So I did a bit of experimentation to replicate these charges using Multifwn:

What I first did was run ORCA calculations on my model, based on these outputs, I generated a molden input file, which i then input into Multitwfn:

- following the examples given in manual Section 4.7.7.
I chose 7 , 18 , 1 for RESP calculations.  The .chg file is obtained.

The charge I get for the Zn  =  0.6275237761

I wonder where the discrepancy is, or doesn't matter.  I think this is important, as currently I am trying to run QM/MM; during the last stages of tleap, topology building for molecular dynamics, my charge on my system is not an integer, it float value. So that means it will be physically difficult to neutralise such a system with a non-integer charge value. I believe the main culprit is the way the charge is calculated for atoms.
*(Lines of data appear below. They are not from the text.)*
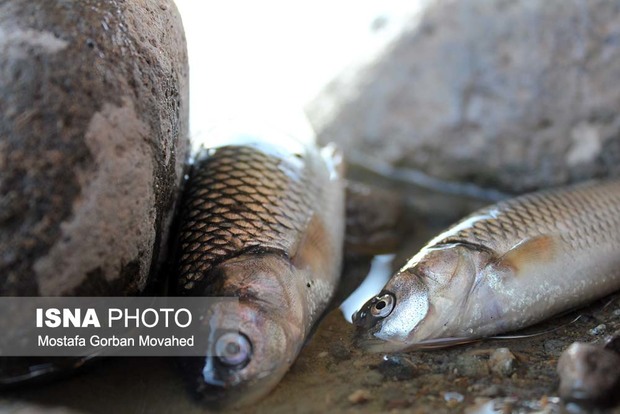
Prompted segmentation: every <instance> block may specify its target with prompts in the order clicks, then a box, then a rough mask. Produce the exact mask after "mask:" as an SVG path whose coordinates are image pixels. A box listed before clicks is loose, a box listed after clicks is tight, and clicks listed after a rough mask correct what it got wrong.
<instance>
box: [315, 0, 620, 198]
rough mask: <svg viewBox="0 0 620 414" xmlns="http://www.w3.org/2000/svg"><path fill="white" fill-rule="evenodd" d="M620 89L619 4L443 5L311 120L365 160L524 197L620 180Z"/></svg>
mask: <svg viewBox="0 0 620 414" xmlns="http://www.w3.org/2000/svg"><path fill="white" fill-rule="evenodd" d="M351 73H354V76H351ZM618 79H620V2H618V1H607V0H591V1H590V0H589V1H565V0H530V1H509V0H508V1H497V0H468V1H455V0H452V1H432V2H429V6H428V7H427V9H426V10H425V12H424V13H423V15H422V16H421V19H420V21H419V23H417V24H415V25H412V26H411V27H410V28H409V29H408V30H407V31H405V32H404V33H403V34H402V36H401V37H399V38H398V39H397V40H396V41H395V42H394V43H393V44H392V45H391V47H390V48H389V49H388V50H386V52H385V54H384V55H383V57H382V58H381V59H379V60H377V61H376V62H374V63H372V64H366V65H365V66H363V67H360V68H358V69H357V71H355V70H349V71H348V72H347V74H345V75H343V76H341V77H340V78H338V79H336V80H335V81H334V82H332V83H331V84H330V85H329V86H328V87H327V88H326V89H325V90H324V91H323V92H322V93H321V95H320V96H319V97H318V98H317V99H316V100H315V101H314V102H312V103H311V104H310V105H309V107H308V108H307V109H308V111H307V112H308V115H309V117H310V119H311V122H312V123H313V124H314V126H315V127H316V128H317V131H319V134H320V137H321V139H322V141H336V142H338V143H339V144H340V145H341V146H343V147H344V148H345V153H347V154H349V156H350V157H351V158H353V159H354V160H356V161H358V162H360V161H361V162H362V163H365V164H368V163H372V162H378V163H383V164H384V165H388V166H389V167H394V166H395V167H399V168H405V169H414V170H420V171H422V172H424V173H426V174H427V175H429V176H430V177H432V178H437V179H442V180H447V181H456V182H475V183H477V184H480V185H482V186H486V187H492V188H496V189H501V190H504V191H509V192H522V191H527V190H533V189H536V188H539V187H547V186H551V185H558V184H564V183H568V182H572V181H578V180H583V179H588V178H593V177H600V176H607V175H613V176H618V175H620V112H619V111H618V108H619V107H620V83H618Z"/></svg>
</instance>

Any suggestions, tips, please.

sobereva

Tian Lu (Multiwfn developer)

From: Athens, Greece

Registered: 2017-09-11

Posts: 2,243

Website

Re: Multiwfn MK RESP calculations

I am not a MCPB.py user, what I can answer is the way of using Multiwfn to calculate RESP charge.
I don't well understand your question. After loading a wavefunction file into Multiwfn, inputting 7 then 18 then 1 is the most straightforward way of calculating the RESP charge in common sense.

When calculating MK charges or RESP charges based on MK fitting points, different programs may use different density of fitting points and different atom radius for Zn (its radius was not directly defined in the original paper of MK method), the resulting charges may be notably different in some cases. The implementation of RESP charge calculation in Multiwfn is in a very reasonable way.